Dynamic regulation of DNA methyltransferases in human oocytes and preimplantation embryos after assisted reproductive technologies

• Published in: Molecular human reproduction Vol. 20; no. 9; pp. 861 - 874
• Main Authors: Petrussa, Laetitia, Van de Velde, Hilde, De Rycke, Martine
• Format: Journal Article
• Language: English
• Published: England 01.09.2014
• Subjects: Blastocyst - cytology; Blastocyst - metabolism; Blastocyst - pathology; Cell Nucleus - enzymology; Cell Nucleus - metabolism; Cell Nucleus - pathology; Cryopreservation; DNA (Cytosine-5-)-Methyltransferase 1; DNA (Cytosine-5-)-Methyltransferases - genetics; DNA (Cytosine-5-)-Methyltransferases - metabolism; DNA Methylation; DNA Methyltransferase 3B; DNA Modification Methylases - genetics; DNA Modification Methylases - metabolism; Ectogenesis; Epigenesis, Genetic; Female; Fertilization in Vitro - adverse effects; Gene Expression Regulation, Developmental; Humans; Immunohistochemistry; Infertility, Female - metabolism; Infertility, Female - pathology; Isoenzymes - genetics; Isoenzymes - metabolism; Oocytes - cytology; Oocytes - metabolism; Oocytes - pathology; Reproductive Techniques, Assisted - adverse effects; RNA, Messenger - metabolism; Sperm Injections, Intracytoplasmic - adverse effects; DNA methylation; human preimplantation embryo development; DNA methyltransferases; cryopreservation; epigenetics
• ISSN: 1360-9947; 1460-2407
• DOI: 10.1093/molehr/gau049

DNA methylation is a key epigenetic modification which is essential for normal embryonic development. Major epigenetic reprogramming takes place during gametogenesis and in the early embryo; the complex DNA methylation patterns are established and maintained by DNA methyltransferases (DNMTs).

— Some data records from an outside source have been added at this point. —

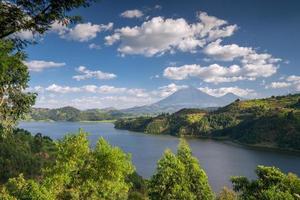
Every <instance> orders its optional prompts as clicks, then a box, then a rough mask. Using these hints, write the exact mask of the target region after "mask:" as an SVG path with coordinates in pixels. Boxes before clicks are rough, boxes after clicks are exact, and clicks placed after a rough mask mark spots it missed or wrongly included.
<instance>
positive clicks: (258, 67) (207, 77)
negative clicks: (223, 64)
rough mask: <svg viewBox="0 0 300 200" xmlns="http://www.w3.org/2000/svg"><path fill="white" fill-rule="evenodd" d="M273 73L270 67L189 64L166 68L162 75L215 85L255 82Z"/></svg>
mask: <svg viewBox="0 0 300 200" xmlns="http://www.w3.org/2000/svg"><path fill="white" fill-rule="evenodd" d="M275 72H276V70H274V69H273V68H272V67H270V68H269V67H265V68H260V67H259V66H257V67H256V66H247V67H240V66H238V65H231V66H229V67H223V66H220V65H218V64H212V65H209V66H205V67H202V66H200V65H197V64H191V65H183V66H180V67H173V66H172V67H167V68H166V69H165V70H164V73H163V75H164V77H166V78H169V79H172V80H184V79H188V78H189V77H196V78H199V79H201V80H203V81H204V82H207V83H215V84H217V83H224V82H235V81H239V80H255V79H256V78H258V77H268V76H270V75H272V74H273V73H275Z"/></svg>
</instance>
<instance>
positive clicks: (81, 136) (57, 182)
mask: <svg viewBox="0 0 300 200" xmlns="http://www.w3.org/2000/svg"><path fill="white" fill-rule="evenodd" d="M57 149H58V152H57V159H56V162H55V164H54V165H51V166H49V167H47V168H46V169H45V170H44V173H43V174H42V176H41V179H40V180H38V181H36V180H30V179H29V180H26V179H24V178H23V176H22V175H21V176H19V177H18V178H12V179H10V180H9V182H8V183H6V184H5V185H4V187H3V188H2V190H1V191H0V199H3V197H6V198H7V199H9V198H8V197H10V198H11V199H13V198H16V199H21V200H23V199H42V200H44V199H45V200H54V199H61V200H67V199H68V200H69V199H73V200H79V199H91V200H96V199H108V200H119V199H127V196H128V192H129V189H130V188H131V186H132V184H131V183H130V182H128V181H127V177H128V176H129V175H131V174H132V173H133V171H134V167H133V165H132V163H131V161H130V156H129V155H128V154H125V153H124V152H123V151H122V150H121V149H119V148H117V147H112V146H111V145H109V144H108V143H107V142H106V141H105V140H104V139H103V138H101V139H100V140H99V141H98V143H97V146H96V148H95V150H91V149H90V147H89V142H88V139H87V134H86V133H84V132H83V131H80V133H79V134H78V135H68V136H66V137H65V138H64V139H63V140H62V141H59V142H58V143H57Z"/></svg>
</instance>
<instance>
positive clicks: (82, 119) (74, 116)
mask: <svg viewBox="0 0 300 200" xmlns="http://www.w3.org/2000/svg"><path fill="white" fill-rule="evenodd" d="M124 116H125V114H123V113H122V112H120V111H117V110H107V109H105V110H101V109H89V110H84V111H81V110H78V109H76V108H73V107H70V106H67V107H62V108H57V109H48V108H33V109H32V110H31V112H30V113H29V115H28V116H27V120H35V121H41V120H49V121H101V120H115V119H118V118H121V117H124Z"/></svg>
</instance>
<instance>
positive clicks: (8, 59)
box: [0, 40, 36, 132]
mask: <svg viewBox="0 0 300 200" xmlns="http://www.w3.org/2000/svg"><path fill="white" fill-rule="evenodd" d="M24 59H25V54H24V53H23V52H20V51H19V52H16V51H14V44H13V42H11V41H3V40H0V126H2V128H3V130H4V131H5V132H7V131H10V130H11V129H12V127H13V126H14V125H15V123H16V122H17V120H18V119H20V118H22V117H23V116H24V114H25V113H27V112H28V111H29V110H30V107H31V106H32V105H33V104H34V102H35V96H36V95H35V94H33V93H29V92H25V89H26V88H27V87H28V85H27V84H28V81H29V73H28V69H27V66H26V65H25V64H24V62H23V61H24Z"/></svg>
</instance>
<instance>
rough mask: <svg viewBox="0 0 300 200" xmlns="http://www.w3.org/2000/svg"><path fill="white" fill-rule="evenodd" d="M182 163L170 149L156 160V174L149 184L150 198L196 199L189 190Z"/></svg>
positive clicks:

However, the influence of assisted reproductive technologies (ART) on DNA methylation reprogramming enzymes has predominantly been studied in mice and less so in human oocytes and embryos. The expression and localization patterns of the four known DNMTs were analysed in human oocytes and IVF/ICSI embryos by immunocytochemistry and compared between a reference group of good quality fresh embryos and groups of abnormally developing embryos or embryo groups after cryopreservation. In humans, DNMT1o rather than DNMT1s seems to be the key player for maintaining methylation in early embryos. DNMT3b, rather than DNMT3a and DNMT3L, appears to ensure global DNA remethylation in the blastocysts before implantation. DNMT3L, an important regulator of maternal imprint methylation in mouse, was not detected in human oocytes (GV, MI and MII stage). Our study confirms the existence of species differences for mammalian DNA methylation enzymes. In poor quality fresh embryos, the switch towards nuclear DNMT3b expression was delayed and nuclear DNMT1, DNMT1s and DNMT3b expression was less common. Compared with the reference embryos, a smaller number of cryopreserved embryos showed nuclear DNMT1, while a delayed switch to nuclear DNMT3b and an extended DNMT1s temporal expression pattern were also observed. The spatial and temporal expression patterns of DNMTs seem to be disturbed in abnormally developing embryos and in embryos that have been cryopreserved. Further research must be performed in order to understand whether the potentially disturbed embryonic DNMT expression after cryopreservation has any long-term developmental consequences.